Roy of the Savoy
It’s funny, we all take many photographs of our children, from when they are born and on as they grow up throughout their childhood, and general family life, however, we rarely photograph the other end of one persons’ life. By this is mean no one thinks to photographing their grandparents or parents when they reach their 70’s plus. Then, when they pass on up to heaven, there are often very few photos to show who they really where in their later years.
So, I thought I will shoot a day in a life of an 84 year called Roy. He is life’s most charismatic characters.
He was a barman, in the America Bar, at the Savoy Hotel for almost 50 years. Roy joined the Savoy as a dish washer in 1946 and worked his way up. In his life, he has danced with Liz Taylor, Marilyn Monroe among other leading ladies of the past century.
I met Roy in a supermarket, the fabulous Morrisons, where he went daily for company and conversation with other “regulars”.
With the demise of the village shops, like the butchers or the grocers, many older people, who were used to meeting each other in these places, are now alone most of the week, some even for weeks on end. So, the supermarket or the shopping mall, for the ones who luckily live next to one, becomes a local “village meeting point” for gossip and friendship.
So, after a few words with Roy of the Savoy, I helped him home and we had tea and McVitie’s.
I spent the following day with him from when he was asleep on the sofa at 9 AM to going back to bed.
Taking pictures is easy, however, to capture that 10% ingredient that hopefully makes an essay of someone, is not quite so easy. So, while you can shoot the obvious photos, you do have to kind of set a few pictures up.
I try to shoot the daily things that happen in a person’s life, not the pictures we may normally photograph. Sometimes they are the almost private moments, perhaps we could call them bathroom moments, or secret rituals most of us have.
Roy has a terrible skin condition, eczema, so he has very dry skin on his face and body. I noticed he is constantly scratching himself so I asked if it’s OK to shoot these moments when he scratched. Again, if you do something different, then another opportunity will open. Roy, like most fabulous oldies had false teeth. Sadly, this part of old age will come to us all. That’s life.
When I shot him taking his teeth out, I got a great picture without his teeth in because I engaged with him and said:
‘Roy, you playboy, flex your muscles.’
It’s always a good picture to shoot oldies flexing their muscles because it makes them laugh out loud.
That day, we also went driving, as it reminded him of his youth, and shopping with Roy.
I also captured his tea making ritual. He always broke up 3 biscuits into three. It’s good to shoot this from above, as the pictures will look a bit different.

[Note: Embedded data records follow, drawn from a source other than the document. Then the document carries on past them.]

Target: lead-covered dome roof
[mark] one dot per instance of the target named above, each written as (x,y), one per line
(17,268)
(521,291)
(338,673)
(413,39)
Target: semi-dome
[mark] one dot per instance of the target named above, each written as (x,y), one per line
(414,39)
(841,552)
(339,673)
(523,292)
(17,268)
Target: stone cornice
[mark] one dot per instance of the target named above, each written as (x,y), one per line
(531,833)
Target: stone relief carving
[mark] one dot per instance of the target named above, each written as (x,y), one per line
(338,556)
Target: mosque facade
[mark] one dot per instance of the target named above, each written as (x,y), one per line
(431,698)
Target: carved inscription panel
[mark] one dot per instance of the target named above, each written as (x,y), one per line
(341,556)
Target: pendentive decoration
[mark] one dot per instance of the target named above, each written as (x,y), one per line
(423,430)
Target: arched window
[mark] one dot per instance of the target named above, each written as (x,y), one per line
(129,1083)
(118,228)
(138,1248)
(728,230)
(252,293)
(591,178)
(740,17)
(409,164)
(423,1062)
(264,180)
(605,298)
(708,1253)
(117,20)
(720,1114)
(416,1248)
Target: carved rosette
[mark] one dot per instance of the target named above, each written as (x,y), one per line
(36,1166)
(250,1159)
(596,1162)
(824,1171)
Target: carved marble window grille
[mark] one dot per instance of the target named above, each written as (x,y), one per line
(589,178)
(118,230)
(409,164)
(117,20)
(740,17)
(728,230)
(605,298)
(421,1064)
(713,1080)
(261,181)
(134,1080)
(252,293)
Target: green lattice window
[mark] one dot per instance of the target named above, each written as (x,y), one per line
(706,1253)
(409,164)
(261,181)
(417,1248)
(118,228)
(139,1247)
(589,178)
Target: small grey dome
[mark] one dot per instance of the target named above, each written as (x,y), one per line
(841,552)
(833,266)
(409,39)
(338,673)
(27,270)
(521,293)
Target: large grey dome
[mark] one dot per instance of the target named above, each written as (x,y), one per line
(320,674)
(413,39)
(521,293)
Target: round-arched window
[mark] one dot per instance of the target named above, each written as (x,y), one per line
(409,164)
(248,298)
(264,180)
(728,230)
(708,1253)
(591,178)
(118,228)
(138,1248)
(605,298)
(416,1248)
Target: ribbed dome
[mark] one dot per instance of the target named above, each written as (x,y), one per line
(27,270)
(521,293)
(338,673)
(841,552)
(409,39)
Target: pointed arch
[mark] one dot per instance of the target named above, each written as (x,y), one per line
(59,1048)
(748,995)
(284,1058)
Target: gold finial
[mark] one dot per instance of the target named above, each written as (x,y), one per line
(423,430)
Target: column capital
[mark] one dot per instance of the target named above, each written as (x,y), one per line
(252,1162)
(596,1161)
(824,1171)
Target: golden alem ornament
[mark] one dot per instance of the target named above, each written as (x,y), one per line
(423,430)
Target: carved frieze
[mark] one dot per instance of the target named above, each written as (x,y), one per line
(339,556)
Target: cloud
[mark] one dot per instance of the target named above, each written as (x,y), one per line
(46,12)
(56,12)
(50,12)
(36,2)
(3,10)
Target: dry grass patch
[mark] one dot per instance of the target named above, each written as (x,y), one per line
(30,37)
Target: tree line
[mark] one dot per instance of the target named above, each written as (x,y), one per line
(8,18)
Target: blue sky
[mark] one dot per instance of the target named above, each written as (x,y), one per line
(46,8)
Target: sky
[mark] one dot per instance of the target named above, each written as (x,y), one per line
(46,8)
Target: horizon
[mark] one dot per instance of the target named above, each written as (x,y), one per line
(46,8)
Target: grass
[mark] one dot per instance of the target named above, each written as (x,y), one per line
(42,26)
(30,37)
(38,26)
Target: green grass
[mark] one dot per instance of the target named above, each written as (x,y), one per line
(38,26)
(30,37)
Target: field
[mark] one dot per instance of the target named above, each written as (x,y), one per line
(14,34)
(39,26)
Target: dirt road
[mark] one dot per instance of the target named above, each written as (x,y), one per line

In the space of 9-10 hours, you have to try and shoot every situation possible. It’s what Roy does daily and soon this last part of his life will sadly be gone forever. As we all do, Roy will sadly go to heaven too.
So, if you are reading this and have a grandparent or know a fabulous oldie, go and document them NOW, not next week. I say this because after I photographed him, he broke his hip and was in the hospital for 8 weeks. His dementia accelerated due to lack of brain usage.
8 weeks later, Roy was unable to walk and was sent to a care home. 12 weeks after that, his house was put up for sale and its contents cleared out.
Roy’s 45 year life in Appledone Crescent was gone. Every trace of Roy vanished.
So, these pictures are now a time capsule of this man’s life.
You will be pleased to know Roy is now as happy as ever in a care home by the sea, in Eastbourne. Only 4 weeks ago I shot a day in Roy’s life at the nursing home and it was a very different Roy than the one who lived at home in his own little paradise. However, he’s still making all the ladies laugh. I will feature the photos soon.
I have now made a book with the pictures I took of Roy called “The Day in a Life of Roy Burke” to celebrate this wonderful-amazing person.
I hope this story has inspired you to think you will go out and shoot a day in the life of a fabulous oldie that you may know. Maybe a neighbor who is alone.
I believe everyone must document their elderly family members as I have done with Roy, as it is a wonderful heirloom, a testament to that person and how they lived and touched our lives. It shows you so much more about them, sometimes aspects of their life that you never took time to consider. It’s always nice to have as many special memories of a person that you love.